Theses and Google Print
Many of you likely received this email from Kembrew McLeod via Thisbe, but if not, here you go. If you would like to oppose this project (which does sound rather dodgy) email him ASAP at kembrew at kembrew dot com.
Short version: graduating MFA students must sign a release form in order to graduate - this form says that their theses will be posted in full online.
(Apologies for the formatting - I deleted a couple of other people's names in case they didn't want them out on the global interwebs)
Apparently, the U of Iowa has entered into a deal whereby MFA writing theses will be placed online, in full, as content fodder for Google's ad-driven Print project. You know my positions on copyright and open flows of information, but this policy -- which requires students to sign off on this if they want to graduate -- seems really misguided.
There is a meeting about the policy this Friday, March 14, and I'm trying to gather opinions about this plan from other writers, so I thought I would check to see how you would feel about this, if you were a student. Also, feel free to pass along this email to any other concerned>> writers; tell them they can email me their opinions -- kembrew at kembrew dot com -- by Thursday, March 13.
I'll include an email I have written to the person who is representing the MFA students in the meeting on Friday, in case you want more background:
[Name of person representing MFA students],
After doing research on this issue over the weekend and informally polling several writers, editors, agents, UI writing program alums, and copyright experts I know, I can unequivocally say that this has to be one of the most poorly thought out, misguided, and perhaps truly stupid and irresponsible policies this university has attempted to ram down down our throats. (Where's the transparency? The clause just magically appeared on the deposit forms? Amazing!) I urge you to convey these sentiments to [the dean] in your meeting on Friday, because this policy cannot stand, particularly for MFA theses. Here is why: I think students who write creative theses (or translation works, and probably other kinds of writing that need to be considered) should have the option to withhold their work from an open access, online form of distribution -- though they should of course continue to be published as hard copies with the libraries.

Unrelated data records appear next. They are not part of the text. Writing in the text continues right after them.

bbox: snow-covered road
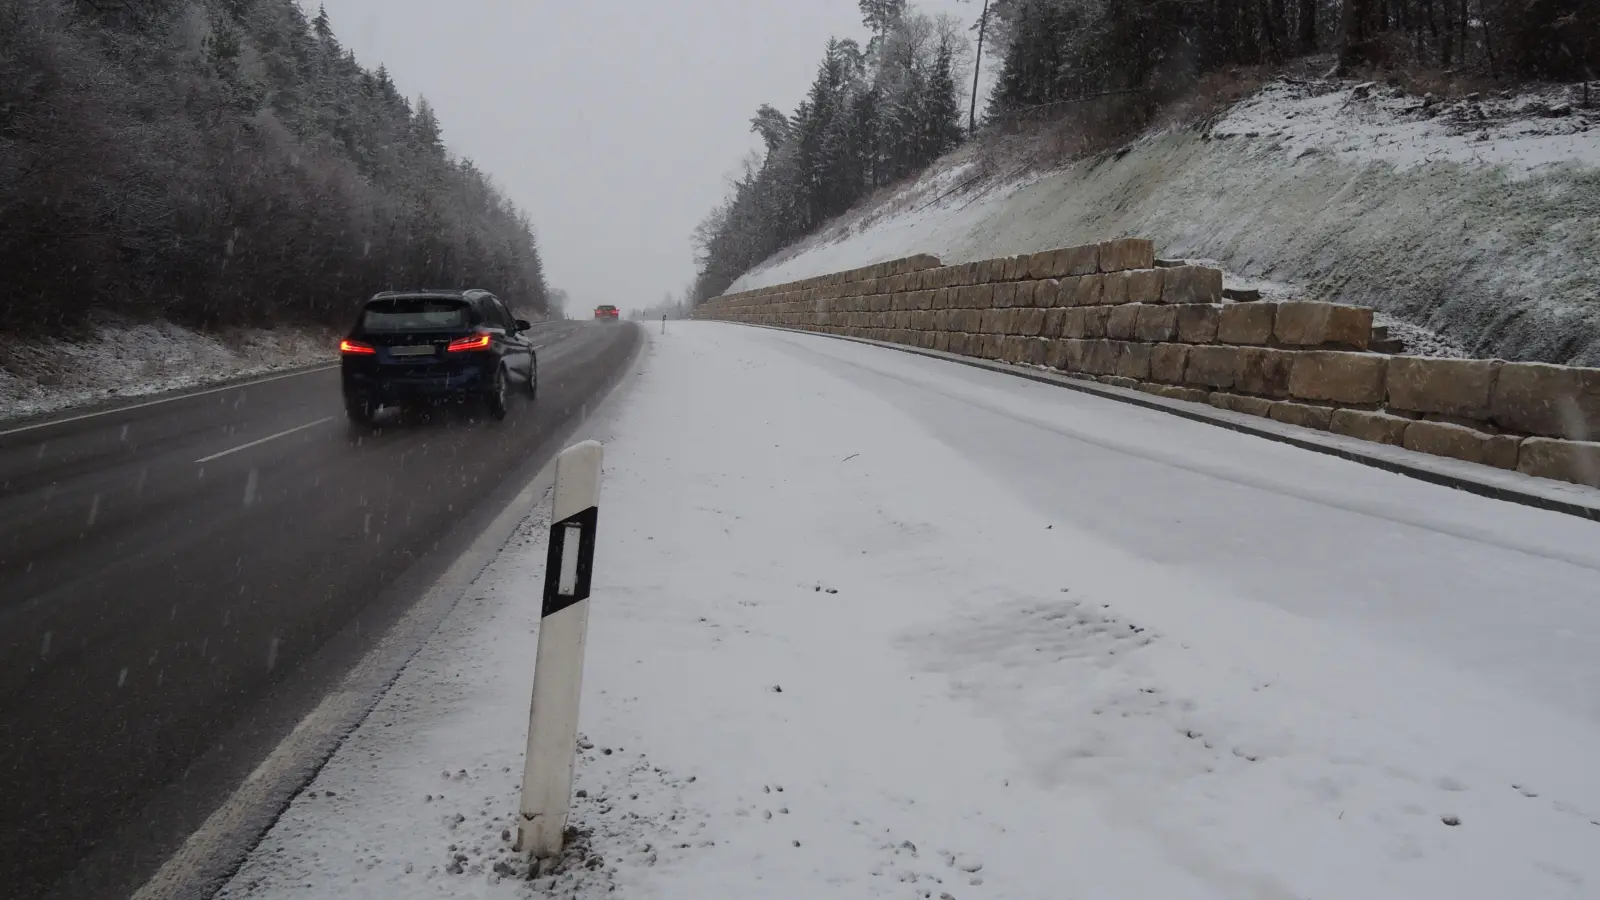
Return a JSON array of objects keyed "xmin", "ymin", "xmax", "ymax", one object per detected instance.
[{"xmin": 220, "ymin": 323, "xmax": 1600, "ymax": 900}]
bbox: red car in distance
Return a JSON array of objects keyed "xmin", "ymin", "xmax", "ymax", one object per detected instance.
[{"xmin": 594, "ymin": 304, "xmax": 620, "ymax": 321}]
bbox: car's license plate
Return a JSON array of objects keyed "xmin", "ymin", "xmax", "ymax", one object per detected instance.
[{"xmin": 389, "ymin": 345, "xmax": 435, "ymax": 357}]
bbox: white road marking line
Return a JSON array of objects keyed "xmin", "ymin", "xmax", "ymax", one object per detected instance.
[
  {"xmin": 0, "ymin": 364, "xmax": 340, "ymax": 438},
  {"xmin": 195, "ymin": 417, "xmax": 335, "ymax": 464}
]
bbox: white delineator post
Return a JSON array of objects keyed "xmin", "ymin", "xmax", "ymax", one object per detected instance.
[{"xmin": 516, "ymin": 440, "xmax": 603, "ymax": 859}]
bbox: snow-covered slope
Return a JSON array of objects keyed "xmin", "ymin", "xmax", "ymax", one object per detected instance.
[
  {"xmin": 730, "ymin": 79, "xmax": 1600, "ymax": 365},
  {"xmin": 0, "ymin": 320, "xmax": 336, "ymax": 421}
]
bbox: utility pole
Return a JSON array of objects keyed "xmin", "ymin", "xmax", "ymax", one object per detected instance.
[{"xmin": 969, "ymin": 0, "xmax": 990, "ymax": 135}]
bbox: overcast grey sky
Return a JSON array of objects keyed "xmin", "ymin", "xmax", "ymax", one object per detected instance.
[{"xmin": 313, "ymin": 0, "xmax": 982, "ymax": 314}]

On one hand, having a scholarly thesis or dissertation available more widely is a win-win for everyone -- the scholar who gets quoted, those who stumble across a dissertation on a topic they are researching, etc. On the other hand, I think creative work is qualitatively different. I can understand why some wouldn't want that work circulating widely and easily, for either artistic or economic reasons. That is because we are talking about different worlds -- the economies and professional norms of fiction, nonfiction, poetry, journalism, essay writing, academic writing, and other genres are all quite different -- so I can see why students (and faculty) are uncomfortable (or angry) about this. They can't all be lumped together with a uniform university publishing policy. You know my positions on copyright and the importance of free flows of information, but I also understand why some writers would want to keep control of their texts, because in many instances, theses aren't really considered completed works in certain fields. It's more of a process. God knows, I wouldn't want some of my grad school essays and papers being published, or my senior undergrad honors thesis published widely. When I was a student I saw this sort of writing as more of a fulfillment of the degree, and a learning process, rather than a publishing contract. Inversely, there are instances when a MF (or translation) thesis may in fact be the final product, more or less, and I can also understand why they do not want that work published in this way.
Speaking to this concern, I talked to my literary agent about this yesterday, one who represents both marginal academics and well-known authors, and who has been in publishing since 1972. Her first reaction was that this mode of distribution would be a cause for concern for some book editors, and might cause them to pass on a manuscript. It's not like she's wing-nut RIAA copyright lawyer; she supported me in getting Random House to distribute a free pdf copy of my entire book, Freedom of Expression. However, that was a decision I made on my own, because it worked for me. I'd hate to see a blanket policy imposed on other writers.
Anyway, it's not as if any student attending the University of Iowa has entered into a publishing contract with the school, so why does the university have the right to publish their work and use it as content fodder for Google's ad-driven Print project? Especially when students are paying UI tuition! As a labor issue, this is totally unfair and exploitative.
I'll be forwarding you some outraged emails from UI alums and nationally known writers, as well as one from a copyright expert, who is also known for his championing of libraries and open flows of information. [He] feels this policy is "alarming," as he put it, while responses from other writers contain four-letter words that probably shouldn't be included in an official university email or memo. I'm also passing along [another person's] endorsement of the NWP students' opposition to this plan.